Ulrich Tukur und die Rhythmus Boys – Vergnügen pur

Pures Vergnügen steht ins Haus, wenn Ulrich Tukur und seine Rhythmus Boys zum Konzert bitten. Am Freitag waren die vier so unterschiedlichen Herren in der MuK zu Gast. "Grüß mir den Mond" hieß diesmal ihr Programm. Die Gäste auf der Bühne wurden zwischendurch und am Schluss herzlich gefeiert.
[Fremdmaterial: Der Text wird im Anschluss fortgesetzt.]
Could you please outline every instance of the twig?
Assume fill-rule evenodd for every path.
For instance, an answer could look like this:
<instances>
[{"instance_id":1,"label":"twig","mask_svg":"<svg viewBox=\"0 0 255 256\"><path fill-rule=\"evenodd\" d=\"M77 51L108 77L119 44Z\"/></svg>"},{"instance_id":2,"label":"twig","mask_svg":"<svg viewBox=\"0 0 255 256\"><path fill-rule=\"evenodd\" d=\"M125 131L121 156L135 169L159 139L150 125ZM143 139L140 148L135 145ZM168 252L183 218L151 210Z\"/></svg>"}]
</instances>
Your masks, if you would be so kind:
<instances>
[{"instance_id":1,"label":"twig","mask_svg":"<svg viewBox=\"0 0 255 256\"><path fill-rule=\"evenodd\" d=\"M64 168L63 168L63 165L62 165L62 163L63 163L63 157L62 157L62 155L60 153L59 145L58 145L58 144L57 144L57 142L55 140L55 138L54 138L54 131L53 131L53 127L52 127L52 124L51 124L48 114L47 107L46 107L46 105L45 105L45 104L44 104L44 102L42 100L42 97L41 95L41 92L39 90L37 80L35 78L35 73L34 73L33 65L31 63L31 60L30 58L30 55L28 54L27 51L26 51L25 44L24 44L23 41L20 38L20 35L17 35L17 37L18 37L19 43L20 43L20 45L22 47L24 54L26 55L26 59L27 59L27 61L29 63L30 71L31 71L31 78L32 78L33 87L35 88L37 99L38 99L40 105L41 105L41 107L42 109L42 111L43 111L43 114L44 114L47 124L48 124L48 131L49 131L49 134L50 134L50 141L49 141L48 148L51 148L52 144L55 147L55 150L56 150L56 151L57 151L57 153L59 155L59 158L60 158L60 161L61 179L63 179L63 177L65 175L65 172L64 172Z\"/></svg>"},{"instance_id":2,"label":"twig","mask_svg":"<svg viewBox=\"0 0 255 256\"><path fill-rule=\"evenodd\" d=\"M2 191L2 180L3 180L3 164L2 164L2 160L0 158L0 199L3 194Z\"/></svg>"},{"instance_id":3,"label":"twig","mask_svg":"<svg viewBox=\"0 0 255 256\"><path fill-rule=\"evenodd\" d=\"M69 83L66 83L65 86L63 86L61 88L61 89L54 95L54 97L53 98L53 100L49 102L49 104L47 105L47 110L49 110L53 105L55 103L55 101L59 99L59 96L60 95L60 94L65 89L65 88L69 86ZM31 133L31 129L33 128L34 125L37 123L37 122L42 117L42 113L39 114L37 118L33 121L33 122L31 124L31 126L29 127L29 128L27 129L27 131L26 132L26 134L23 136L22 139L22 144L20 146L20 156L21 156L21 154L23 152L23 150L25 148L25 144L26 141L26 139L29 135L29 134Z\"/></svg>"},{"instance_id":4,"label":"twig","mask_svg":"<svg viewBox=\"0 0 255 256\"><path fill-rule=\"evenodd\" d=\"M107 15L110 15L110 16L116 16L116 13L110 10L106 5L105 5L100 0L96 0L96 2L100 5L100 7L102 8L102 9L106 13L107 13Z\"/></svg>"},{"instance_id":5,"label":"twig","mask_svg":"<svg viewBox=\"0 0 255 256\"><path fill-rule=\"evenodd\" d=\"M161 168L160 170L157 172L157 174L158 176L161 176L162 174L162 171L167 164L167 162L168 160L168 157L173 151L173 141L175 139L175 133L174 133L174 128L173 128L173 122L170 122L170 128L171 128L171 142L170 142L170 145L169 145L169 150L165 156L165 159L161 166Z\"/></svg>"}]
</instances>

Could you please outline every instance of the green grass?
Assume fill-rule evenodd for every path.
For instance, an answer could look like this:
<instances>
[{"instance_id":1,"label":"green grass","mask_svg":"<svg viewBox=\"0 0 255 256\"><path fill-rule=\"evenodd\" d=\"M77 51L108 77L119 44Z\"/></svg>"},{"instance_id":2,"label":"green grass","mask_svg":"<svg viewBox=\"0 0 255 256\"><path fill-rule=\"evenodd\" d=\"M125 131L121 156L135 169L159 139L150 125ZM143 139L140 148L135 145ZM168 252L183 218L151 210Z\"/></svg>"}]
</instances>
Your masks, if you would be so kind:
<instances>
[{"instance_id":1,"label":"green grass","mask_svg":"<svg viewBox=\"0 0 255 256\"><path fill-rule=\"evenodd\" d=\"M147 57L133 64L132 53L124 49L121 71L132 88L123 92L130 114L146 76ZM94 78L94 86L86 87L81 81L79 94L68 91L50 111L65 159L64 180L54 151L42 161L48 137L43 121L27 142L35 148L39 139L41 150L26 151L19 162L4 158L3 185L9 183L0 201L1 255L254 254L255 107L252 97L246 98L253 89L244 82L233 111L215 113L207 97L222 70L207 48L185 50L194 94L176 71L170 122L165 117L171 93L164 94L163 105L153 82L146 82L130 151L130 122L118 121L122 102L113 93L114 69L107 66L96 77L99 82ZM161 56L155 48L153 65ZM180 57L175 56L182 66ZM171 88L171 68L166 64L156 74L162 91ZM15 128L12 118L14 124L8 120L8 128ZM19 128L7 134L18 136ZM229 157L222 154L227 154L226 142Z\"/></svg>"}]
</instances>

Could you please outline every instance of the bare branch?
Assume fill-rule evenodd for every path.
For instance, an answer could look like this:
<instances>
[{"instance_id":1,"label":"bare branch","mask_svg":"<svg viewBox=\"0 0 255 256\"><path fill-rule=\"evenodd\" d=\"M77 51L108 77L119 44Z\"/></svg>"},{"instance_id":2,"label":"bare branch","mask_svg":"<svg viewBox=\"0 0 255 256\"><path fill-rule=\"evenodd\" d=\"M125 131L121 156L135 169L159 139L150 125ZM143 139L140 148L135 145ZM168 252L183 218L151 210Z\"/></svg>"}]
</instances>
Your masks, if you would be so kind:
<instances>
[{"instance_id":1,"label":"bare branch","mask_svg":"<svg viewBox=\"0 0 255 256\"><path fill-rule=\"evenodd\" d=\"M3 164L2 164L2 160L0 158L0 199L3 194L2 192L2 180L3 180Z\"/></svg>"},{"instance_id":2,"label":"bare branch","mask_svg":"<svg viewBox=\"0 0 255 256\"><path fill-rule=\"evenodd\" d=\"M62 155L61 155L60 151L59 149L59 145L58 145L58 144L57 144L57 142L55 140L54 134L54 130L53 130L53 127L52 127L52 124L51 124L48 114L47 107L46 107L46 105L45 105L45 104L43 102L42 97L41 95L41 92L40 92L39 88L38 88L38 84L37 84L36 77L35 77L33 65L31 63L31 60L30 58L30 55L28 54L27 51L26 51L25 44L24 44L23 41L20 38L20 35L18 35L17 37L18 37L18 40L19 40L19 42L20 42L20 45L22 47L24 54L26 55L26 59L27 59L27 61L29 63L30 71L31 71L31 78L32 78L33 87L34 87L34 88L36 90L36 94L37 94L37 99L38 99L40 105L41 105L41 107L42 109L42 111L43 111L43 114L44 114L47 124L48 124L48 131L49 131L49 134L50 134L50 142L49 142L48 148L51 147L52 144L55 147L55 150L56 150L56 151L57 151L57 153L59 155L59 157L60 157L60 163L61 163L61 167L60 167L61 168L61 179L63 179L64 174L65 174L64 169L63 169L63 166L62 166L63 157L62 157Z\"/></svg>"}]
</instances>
Die Programmfolge von Ulrich Tukur und seiner Gruppe bietet die perfekte Mischung aus musikalischem Entertainment, haarsträubenden Geschichten und einem gehörigen Schuss Klamauk. Der Mond also war es, der den Rahmen für die Auswahl der Stücke abgab. Auf dunklem Bühnenhintergrund leuchtete er meistens als runde Scheibe oder auch mal als Sichel, von Sternen umgeben.

Ulrich Tukur begann mit hochromantischer deutscher Lyrik, mit Zeilen von Joseph Freiherr von Eichendorff. Im Mondschein huschten dabei seine drei Mitstreiter von der Seite her aufs Podium: Ulrich Mayer, der Gitarrist, Kennzeichen Pomade im Haar, Kalle Mews, der Kleine, der erst hinter dem Schlagzeug groß wird und Günter Märtens, der baumlange Kontrabassist. Sie sind bestens aufeinander eingespielt, gehorchen ihrem Herrn und Meister aufs Stichwort.

Tukurs Ausflüge in die Welt der großen Komponisten der zwanziger und dreißiger Jahre sind so surreal, dass niemand im Publikum auf die Idee kommt, sie auf den Wahrheitsgehalt zu überprüfen. Man würde dabei übrigens feststellen, dass längst nicht alles frei erfunden ist, was der Schauspieler, Musiker und Unterhaltungskünstler da von sich gibt.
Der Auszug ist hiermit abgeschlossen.